Has the HSA designed a system that removes or minimizes inequities? Or will it provide the wealthy with one level of care and the poor with another? Does the HSA fashion a system that distributes health care resources so that ethnic Americans receive the same quantity and quality of care as European Americans? Will the system envisioned result in improved health status for ethnic Americans?

It is important that ethnic Americans do not accept an inadequate solution as a compromise. Once a significant reform package passes Congress and becomes law, the issue of major health care reform probably will not be addressed again for quite some time. Furthermore, as ethnic Americans begin to point out problems with the reformed system, European Americans, particularly those with upper-middle income, are likely to feel resentful toward ethnic Americans. European Americans, having expended a significant amount of energy, time and political capital on reforming the health care system, are likely to consider ethnic American concerns as undocumented complaints.
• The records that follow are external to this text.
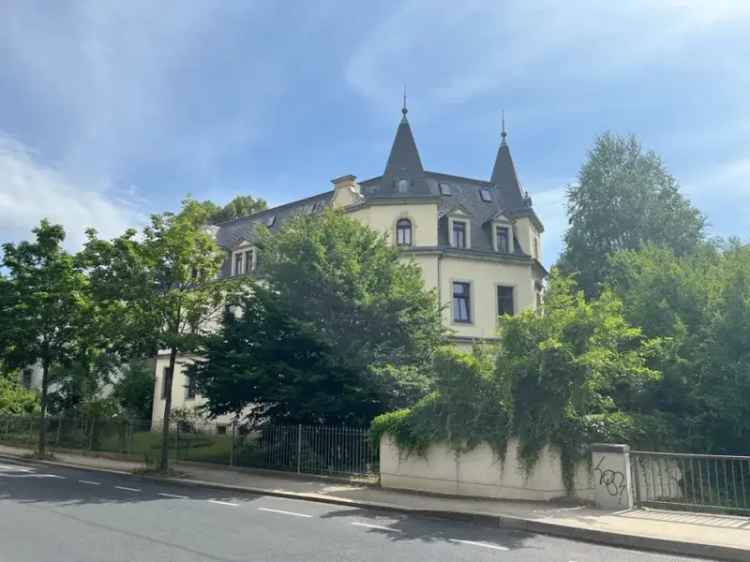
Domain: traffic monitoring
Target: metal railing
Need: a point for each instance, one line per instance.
(309, 449)
(691, 482)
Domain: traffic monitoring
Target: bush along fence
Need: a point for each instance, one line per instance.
(308, 449)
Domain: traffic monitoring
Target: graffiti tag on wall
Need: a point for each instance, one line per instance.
(612, 480)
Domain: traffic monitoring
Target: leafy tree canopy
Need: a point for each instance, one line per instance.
(134, 389)
(240, 206)
(158, 289)
(625, 197)
(44, 308)
(341, 330)
(701, 304)
(14, 398)
(558, 377)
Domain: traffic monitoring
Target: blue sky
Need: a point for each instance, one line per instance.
(110, 111)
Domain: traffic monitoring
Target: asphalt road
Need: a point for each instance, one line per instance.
(61, 515)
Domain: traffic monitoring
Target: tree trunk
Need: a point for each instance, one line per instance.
(43, 421)
(164, 463)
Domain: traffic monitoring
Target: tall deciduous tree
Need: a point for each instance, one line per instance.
(341, 331)
(625, 197)
(44, 307)
(350, 283)
(266, 363)
(159, 290)
(240, 206)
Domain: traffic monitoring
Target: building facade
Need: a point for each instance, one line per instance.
(478, 242)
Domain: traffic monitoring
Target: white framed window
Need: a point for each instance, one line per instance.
(506, 300)
(403, 232)
(244, 260)
(461, 298)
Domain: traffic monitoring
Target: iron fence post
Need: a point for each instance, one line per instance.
(299, 448)
(232, 444)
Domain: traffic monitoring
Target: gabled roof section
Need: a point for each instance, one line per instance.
(404, 174)
(505, 178)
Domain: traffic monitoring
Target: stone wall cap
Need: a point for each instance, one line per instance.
(609, 448)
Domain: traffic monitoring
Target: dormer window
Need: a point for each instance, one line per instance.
(502, 239)
(244, 260)
(403, 232)
(238, 261)
(458, 234)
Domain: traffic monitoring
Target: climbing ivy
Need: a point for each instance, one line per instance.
(557, 379)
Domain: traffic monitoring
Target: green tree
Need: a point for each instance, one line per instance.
(14, 398)
(340, 331)
(563, 377)
(44, 308)
(625, 198)
(158, 289)
(350, 283)
(266, 363)
(240, 206)
(699, 304)
(134, 389)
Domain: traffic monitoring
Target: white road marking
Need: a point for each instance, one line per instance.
(127, 489)
(379, 527)
(224, 503)
(484, 544)
(16, 467)
(294, 513)
(33, 476)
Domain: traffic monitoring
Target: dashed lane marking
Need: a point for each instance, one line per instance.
(128, 489)
(378, 527)
(482, 544)
(15, 468)
(219, 502)
(282, 512)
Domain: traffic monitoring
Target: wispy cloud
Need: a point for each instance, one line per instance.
(32, 191)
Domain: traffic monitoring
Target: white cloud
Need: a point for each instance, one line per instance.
(723, 194)
(31, 190)
(486, 48)
(549, 205)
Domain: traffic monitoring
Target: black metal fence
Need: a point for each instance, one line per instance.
(691, 482)
(309, 449)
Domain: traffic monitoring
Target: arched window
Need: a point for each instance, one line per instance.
(403, 232)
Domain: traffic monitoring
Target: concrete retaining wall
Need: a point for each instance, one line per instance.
(479, 473)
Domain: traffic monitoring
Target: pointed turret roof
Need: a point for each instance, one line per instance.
(404, 174)
(504, 176)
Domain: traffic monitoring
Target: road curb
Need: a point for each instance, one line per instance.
(598, 536)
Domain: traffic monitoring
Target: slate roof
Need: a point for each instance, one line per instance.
(404, 163)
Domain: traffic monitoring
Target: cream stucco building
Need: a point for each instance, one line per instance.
(478, 242)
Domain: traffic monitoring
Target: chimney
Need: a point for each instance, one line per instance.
(345, 191)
Consequently, despite the rhetoric of economics, ethnic Americans must ultimately evaluate health care reform on the potential to improve health status. Improving health status depends on improving access to both equal and quality health care. Ultimately, then, health care reform must be evaluated on how effectively it removes (or at least, significantly reduces) barriers to [e]qual[ity] health care.

Using the Health Security Act as a bases for analysis, this article analyzes the potential for health care reform, in its current from, to improve access to health care for ethnic Americans. Unfortunately, the article concludes that health care reform will fail ethnic Americans and the poor because it maintains a structurally and ideologically flawed system; it perpetuates a fragmented system with inadequate infrastructure; it maintains a culturally incompetent system based on illness care; it rations health care through a tiered system based on private interests; and it inadequately protects against health care discrimination.